Industri K-pop selama ini sering dirayakan sebagai simbol kreativitas dan kerja keras tanpa batas. Namun, di balik wajah ceria para idol di atas panggung, ada realitas yang lebih suram. Sistem produksi hiburan digerakkan oleh logika kapitalisme ekstrem, dimana artis diperlakukan layaknya aset yang harus terus-menerus menghasilkan keuntungan.Â
Tidak semua rumah produksi di industri K-pop memberlakukan sistem ini secara ekstrem, namun mayoritas agensi di industri ini mengoperasikan bisnis mereka dalam prinsip kapitalisme agresif yang terasa nyata bahkan bagi penggemar lokal maupun global.
Kondisi ini menciptakan standar industri yang secara tidak langsung memaksa agensi kecil hingga menengah untuk ikut bersaing dengan model bisnis serupa, membentuk siklus tanpa henti yang memperparah tekanan terhadap artis.Â
Di lain kasus, agensi-agensi di luar BIG 4 (SM, YG, JYP, HYBE), menekan artisnya untuk memberikan profit hingga 'balik modal'. Jika tidak mendapatkan kembali modal, artis mereka tidak akan diberikan gaji. Kasus terbarunya mengenai girlgroup EVERGLOW, walaupun telah berkarir sejak 2019 seluruh membernya tidak pernah diberikan gaji sepeserpun dengan alasan belum balik modal.Â
Dalam artikel ini akan membahas lebih ke HYBE Labels, rumah bagi grup-grup besar seperti BTS, Seventeen, dan Enhypen. Dalam beberapa tahun terakhir, HYBE menunjukkan bagaimana agensi K-pop mengoperasikan artisnya dalam ritme kerja tanpa henti demi memaksimalkan kapitalisasi popularitas mereka di pasar global.
Produksi Tanpa Jeda: Ketika Artis Menjadi Mesin Hiburan
Sejak debutnya di tahun 2020, Enhypen hampir tidak pernah benar-benar mendapatkan waktu istirahat panjang. Setelah penyelesaian program survival I-LAND, mereka langsung memulai debut, merilis mini album secara berkala, melakukan comeback hampir setiap semester, tur konser global, fanmeeting, variety show, hingga promosi intensif di berbagai negara.
Dari tahun 2022 hingga 2025, kalender aktivitas Enhypen hampir sepenuhnya penuh, tanpa adanya jeda signifikan untuk pemulihan fisik maupun mental.
Mereka bahkan sempat menjalani jadwal berturut-turut di mana perilisan album, promosi media, dan tur global terjadi hanya dalam rentang waktu beberapa bulan, nyaris tanpa libur publik yang cukup panjang untuk pemulihan.
Situasi serupa juga terjadi pada Seventeen, meskipun mereka merupakan grup yang lebih senior. Seventeen menjalani tur dunia berturut-turut, comeback rutin, aktivitas solo member, hingga proyek kolaborasi global, seolah beroperasi dalam siklus produksi-konsumsi tiada henti. Setiap konser, album baru, dan promosi merek menjadi bagian dari "rantai pasokan" hiburan yang harus terus bergerak.

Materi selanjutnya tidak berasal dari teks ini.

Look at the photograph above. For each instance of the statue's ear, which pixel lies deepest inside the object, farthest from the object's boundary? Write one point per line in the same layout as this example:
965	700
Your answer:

Hal ini menunjukkan bahwa artis dalam industri kapitalistik seperti ini tidak lagi diperlakukan sebagai individu dengan kebutuhan biologis dan emosional, melainkan sebagai mesin produksi hiburan yang harus terus menghasilkan output. Dalam logika kapitalisme, produksi yang melambat berarti kerugian.Â
HYBE Labels dan Strategi Kapitalisasi Popularitas
HYBE bukan sekadar agensi hiburan biasa. Setelah keberhasilan BTS secara global, HYBE melakukan ekspansi agresif, mengakuisisi label lain (seperti Pledis, Source Music, KOZ) dan membangun cabang internasional seperti HYBE America. Model bisnis mereka berfokus pada diversifikasi sumber pendapatan melalui musik, konser, merchandise, platform fan (Weverse), game, hingga investasi teknologi.
Dalam kerangka ini, artis seperti Enhypen dan Seventeen adalah salah dua komoditas berharga yang harus terus "dioperasikan" selama puncak popularitas mereka. Pasar global yang menuntut kecepatan konsumsi membuat jeda atau rehat artis menjadi sesuatu yang dianggap "merugikan" dari perspektif korporasi.

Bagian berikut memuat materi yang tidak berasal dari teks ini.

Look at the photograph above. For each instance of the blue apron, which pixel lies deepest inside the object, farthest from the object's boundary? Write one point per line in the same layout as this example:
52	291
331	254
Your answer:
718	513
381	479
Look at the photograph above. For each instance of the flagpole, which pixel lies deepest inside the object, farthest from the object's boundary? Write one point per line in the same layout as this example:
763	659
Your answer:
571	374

Setiap konser, album baru, fanmeeting, atau promosi komersial adalah alat untuk memaksimalkan profitabilitas. Tidak ada momentum yang boleh dibiarkan lewat begitu saja. Kapitalisme agensi artis mendorong narasi bahwa artis harus selalu tersedia, produktif, dan "relevan" tanpa mempertimbangkan kesejahteraan jangka panjang mereka.
Dalam sistem ini, produktivitas artis menjadi barometer utama nilai komersial mereka,
Salah satu aspek paling menonjol dari kapitalisasi ini adalah strategi penjualan merchandise. HYBE merancang dan menawarkan berbagai jenis produk kepada penggemar, mulai dari lightstick, photocard, album multiple version, apparel eksklusif, aksesori, hingga kolaborasi limited edition.

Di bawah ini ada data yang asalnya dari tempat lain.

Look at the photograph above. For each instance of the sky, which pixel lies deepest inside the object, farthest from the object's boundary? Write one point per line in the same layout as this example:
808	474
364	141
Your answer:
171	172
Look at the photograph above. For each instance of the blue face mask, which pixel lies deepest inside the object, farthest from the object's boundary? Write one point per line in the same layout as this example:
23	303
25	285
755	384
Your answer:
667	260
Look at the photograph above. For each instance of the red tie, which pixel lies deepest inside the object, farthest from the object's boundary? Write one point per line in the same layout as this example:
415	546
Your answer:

Data menunjukkan bahwa pendapatan dari merchandise HYBE terus mengalami kenaikan. Pada laporan tahunan 2023, HYBE mencatat lebih dari 40% dari total pendapatan non-musik berasal dari penjualan merchandise dan lisensi, dengan nilai mencapai triliunan won.
Pasar penggemar K-Pop yang terkenal loyal dimanfaatkan dengan baik untuk terus mendapatkan keuntungan yang besar. Hal ini diperkuat dengan praktik perilisan multiple version album dimana satu album dapat memiliki tiga hingga empat versi berbeda, mendorong fans untuk membeli semuanya demi melengkapi koleksi dan mendapatkan photocard eksklusif dari masing-masing member.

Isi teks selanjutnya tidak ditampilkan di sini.